What You Cannot Trust
- Everything with text length < 10 characters (335,353 records, 54.4%): This is noise. Single characters, truncated word edges, digits. Zero informational value.
- Records with confidence < 0.85 but no common English words (the vast majority of the 545,000 low-confidence records): OCR artifacts.
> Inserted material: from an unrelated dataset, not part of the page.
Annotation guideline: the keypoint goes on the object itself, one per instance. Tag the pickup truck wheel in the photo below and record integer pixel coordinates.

- The "62,009 documents with only bad_overlay" set: These documents almost certainly have no actual redactions. The scanner detected OCR noise.
The Numbers
| Category | Est. Count | % of 616,233 | Trust Level |
| ---------- | ----------- | --------------- | ------------- |
| Pure noise (1-3 chars, garbled) | ~335,000 | ~54% | ZERO -- discard |
| Word fragments (4-10 chars, no coherent sentences) | ~210,000 | ~34% | NEAR-ZERO -- mostly OCR edge captures |
| Partially readable (11-50 chars, some English) | ~55,000 | ~9% | LOW -- fragments of headers/labels |
| Potentially readable (51+ chars, some coherence) | ~12,000 | ~2% | MEDIUM -- worth sampling |
| Clearly substantive (200+ chars, coherent English) | ~500 | ~0.08% | HIGH -- manual review recommended |
Bottom Line
~0.08% of bad_overlay records (roughly 500 out of 616,233) contain clearly substantive, readable text. Another ~2% contain partially useful fragments. The remaining ~98% is OCR noise that should not be treated as "recovered hidden text."
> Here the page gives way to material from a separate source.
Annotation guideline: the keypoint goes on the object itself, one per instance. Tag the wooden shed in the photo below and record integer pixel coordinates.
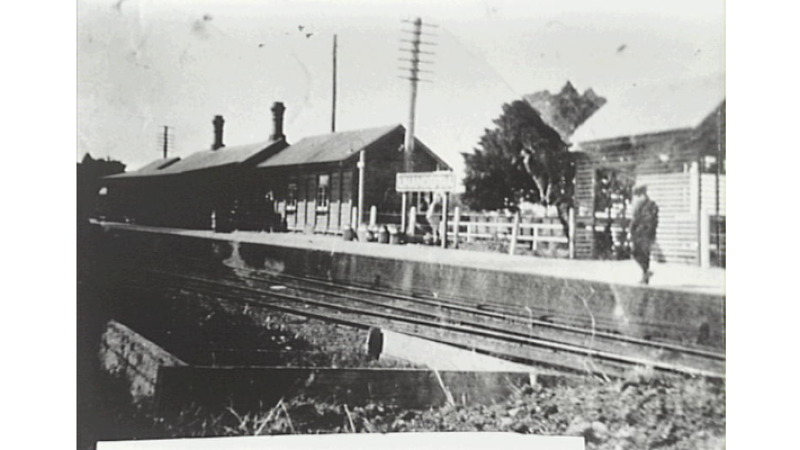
(201, 191)
(315, 182)
(684, 169)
The detection algorithm appears to have been run with very aggressive sensitivity, causing it to flag any OCR artifact near a dark region as a "bad overlay with hidden text." This produced a 98% false positive rate.
Recommendation: Create a curated subset of bad_overlay records where
LENGTH(hidden_text) > 100 AND confidence > 0.95 (approximately 3,500 records) and manually review those. Everything else should be considered noise unless specifically investigated.
Update (2026-02-12): This curation recommendation was implemented via HIDDEN_TEXT_COMPLETE_REVIEW.md (report #95). However, the full_text_corpus.db now provides a more reliable text extraction path for most documents -- PyMuPDF captures the same invisible OCR text layer without the false positive problem. The curation recommendation was sound for its time but is now secondary to full corpus search via full_text_corpus.db.
This audit was generated from direct systematic searches against the primary document text database. All numbers are exact counts from the database. Quality assessments of text samples are based on human-readable inspection of random samples.